Eskişehir Demokratik Kadın Platformu açıklamayı yayınladı;


Eskişehir Demokratik Kadın Platformu olarak bugün buraya sahnede istediğini giydiği, istediğini söylediği, LGBTİ+’lara ve kadınlara desteğini özgürce ifade ettiği için tutuklanan, tepkilerimiz sonrasında tutukluluğu ev hapsine çevrilen GÜLŞEN’le dayanışmak için geldik.

Siyasi iktidar seçim atmosferine müzik festivallerini yasaklayarak, sanatçılara konser yasağı getirerek, milyonlara sürtük diyerek girdi. Gülşen’e aylardır yapılan sistematik saldırıların ardından son olarak tutuklanması baskı rejiminin boyutlarını gösteriyor.

Diyanet İşleri Başkanlığı makbul kadın anlayışını ideolojik olarak yaymaya çalışıyor.

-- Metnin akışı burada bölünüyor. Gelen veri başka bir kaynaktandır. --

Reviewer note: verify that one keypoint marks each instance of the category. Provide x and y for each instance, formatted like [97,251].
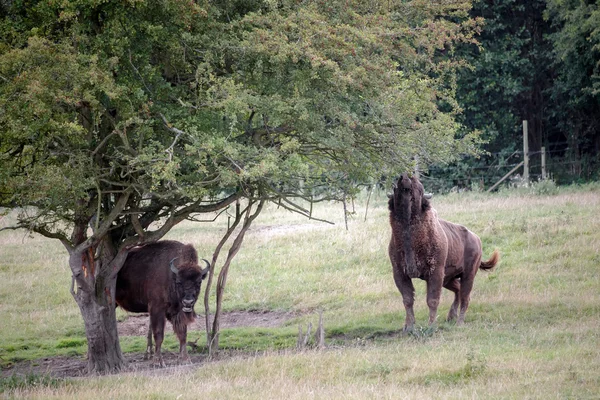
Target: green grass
[532,330]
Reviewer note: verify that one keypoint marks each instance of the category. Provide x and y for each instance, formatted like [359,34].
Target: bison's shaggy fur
[427,247]
[162,279]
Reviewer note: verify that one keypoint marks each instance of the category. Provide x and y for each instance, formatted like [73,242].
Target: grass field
[532,330]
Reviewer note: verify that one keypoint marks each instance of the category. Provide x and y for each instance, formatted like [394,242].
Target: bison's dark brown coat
[427,247]
[162,279]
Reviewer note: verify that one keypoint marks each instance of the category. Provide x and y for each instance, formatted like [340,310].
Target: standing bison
[162,279]
[427,247]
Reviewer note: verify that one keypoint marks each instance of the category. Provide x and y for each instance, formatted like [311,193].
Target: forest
[537,61]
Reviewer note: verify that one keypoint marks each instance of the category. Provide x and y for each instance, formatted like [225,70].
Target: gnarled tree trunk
[93,288]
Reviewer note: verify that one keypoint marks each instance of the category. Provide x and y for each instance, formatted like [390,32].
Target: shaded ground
[137,325]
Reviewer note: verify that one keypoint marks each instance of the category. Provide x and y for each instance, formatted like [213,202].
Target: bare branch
[171,128]
[107,222]
[102,143]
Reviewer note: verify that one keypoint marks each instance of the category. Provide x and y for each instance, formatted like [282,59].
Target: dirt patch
[279,230]
[137,325]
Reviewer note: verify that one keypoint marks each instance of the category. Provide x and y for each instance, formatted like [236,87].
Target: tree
[121,119]
[575,93]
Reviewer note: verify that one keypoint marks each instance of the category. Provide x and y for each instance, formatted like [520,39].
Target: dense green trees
[119,120]
[537,61]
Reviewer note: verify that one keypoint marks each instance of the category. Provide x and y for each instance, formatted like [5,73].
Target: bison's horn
[173,267]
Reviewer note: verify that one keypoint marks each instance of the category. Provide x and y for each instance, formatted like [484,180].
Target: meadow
[532,330]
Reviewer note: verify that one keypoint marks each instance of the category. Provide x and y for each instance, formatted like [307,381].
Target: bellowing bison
[162,279]
[427,247]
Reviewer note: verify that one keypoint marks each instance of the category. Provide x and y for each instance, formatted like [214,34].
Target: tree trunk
[93,288]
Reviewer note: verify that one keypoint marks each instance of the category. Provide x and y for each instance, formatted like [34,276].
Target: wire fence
[562,165]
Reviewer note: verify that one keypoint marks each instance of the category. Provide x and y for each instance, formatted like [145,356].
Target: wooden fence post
[525,153]
[544,163]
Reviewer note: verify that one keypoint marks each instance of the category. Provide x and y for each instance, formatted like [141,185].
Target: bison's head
[408,199]
[188,278]
[406,203]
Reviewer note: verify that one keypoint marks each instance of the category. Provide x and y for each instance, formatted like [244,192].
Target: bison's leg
[434,293]
[454,286]
[157,321]
[465,296]
[406,288]
[149,348]
[181,332]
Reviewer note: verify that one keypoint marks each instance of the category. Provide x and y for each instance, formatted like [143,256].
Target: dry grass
[532,330]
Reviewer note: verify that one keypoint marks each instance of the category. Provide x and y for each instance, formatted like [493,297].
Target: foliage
[536,61]
[176,103]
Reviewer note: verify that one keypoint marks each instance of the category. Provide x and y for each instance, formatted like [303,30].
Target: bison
[427,247]
[162,279]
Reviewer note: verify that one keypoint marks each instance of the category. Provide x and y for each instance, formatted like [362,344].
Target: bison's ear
[205,270]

Biliyoruz ki kadınlar açısından dinci gericilik her zaman patriyarkanın baskı aracı olmuştur. O yüzden laik bir yaşam kadınlar açısından çok önemlidir. Kadınların etek boyuna, göğüs dekoltesine, saçının rengine, doğrup doğurmayacağına, kaç çocuk doğuracağına kadar karar vermek isteyen partiyarkayı yine kadınlar yıkacak.

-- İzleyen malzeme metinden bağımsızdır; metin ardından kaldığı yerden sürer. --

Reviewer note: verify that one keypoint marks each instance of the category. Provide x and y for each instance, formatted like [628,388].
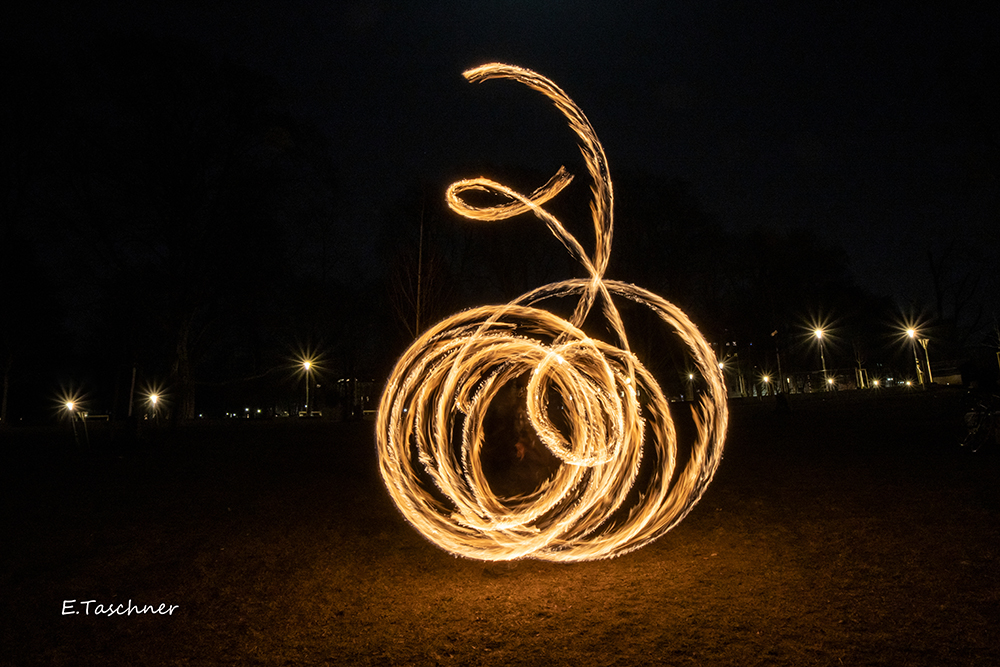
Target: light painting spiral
[587,408]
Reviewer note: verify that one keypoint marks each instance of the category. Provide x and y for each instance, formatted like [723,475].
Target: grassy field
[850,531]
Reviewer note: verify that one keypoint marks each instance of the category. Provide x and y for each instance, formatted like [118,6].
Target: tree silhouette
[186,180]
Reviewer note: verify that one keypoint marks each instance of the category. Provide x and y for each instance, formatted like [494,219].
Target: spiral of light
[591,403]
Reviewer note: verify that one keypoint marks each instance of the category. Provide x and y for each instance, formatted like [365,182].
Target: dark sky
[871,123]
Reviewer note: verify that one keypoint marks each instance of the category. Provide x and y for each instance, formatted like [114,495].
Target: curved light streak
[431,417]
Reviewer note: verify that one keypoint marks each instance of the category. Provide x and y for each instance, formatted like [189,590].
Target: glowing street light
[911,333]
[822,357]
[306,368]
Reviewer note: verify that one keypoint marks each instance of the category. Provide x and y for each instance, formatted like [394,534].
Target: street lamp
[822,357]
[927,358]
[306,368]
[912,334]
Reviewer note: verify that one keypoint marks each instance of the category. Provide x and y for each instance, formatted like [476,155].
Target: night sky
[870,124]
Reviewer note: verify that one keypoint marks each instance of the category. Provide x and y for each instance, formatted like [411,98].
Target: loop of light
[430,424]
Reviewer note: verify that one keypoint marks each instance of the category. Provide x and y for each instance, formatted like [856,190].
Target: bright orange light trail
[431,418]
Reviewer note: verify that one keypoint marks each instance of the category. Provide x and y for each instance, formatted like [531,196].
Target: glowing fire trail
[431,418]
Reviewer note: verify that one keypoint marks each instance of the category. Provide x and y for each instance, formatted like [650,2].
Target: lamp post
[822,358]
[306,366]
[927,358]
[912,334]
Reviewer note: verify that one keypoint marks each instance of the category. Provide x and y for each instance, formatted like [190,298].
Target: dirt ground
[851,531]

İktidarın nefret söylemi, muhalefetin iktidarı besleyen tutumları ve yargının erkek aklı biz kadınları ve LGBTİ+ları hedef almakta ve her an bir ölüm, tecavüz, tutuklama ile karşı karşıya bırakmaktadır. İstanbul Sözleşmesi’nden çıkılması, 6284’ün etkin uygulanmaması ve tüm kararların tek adamdan çıkması ülkeyi demokrasiden, özgürlükten, güvenilir bir yer olmaktan hızla uzaklaştırıyor.

Katillerin, tecavüzcülerin sırtını sıvazlayanlara sözümüz var; sokakta, evde, okulda, işyerinde her yerdeyiz. Ne size ne kadın düşmanı politikalarınıza itaat etmiyoruz.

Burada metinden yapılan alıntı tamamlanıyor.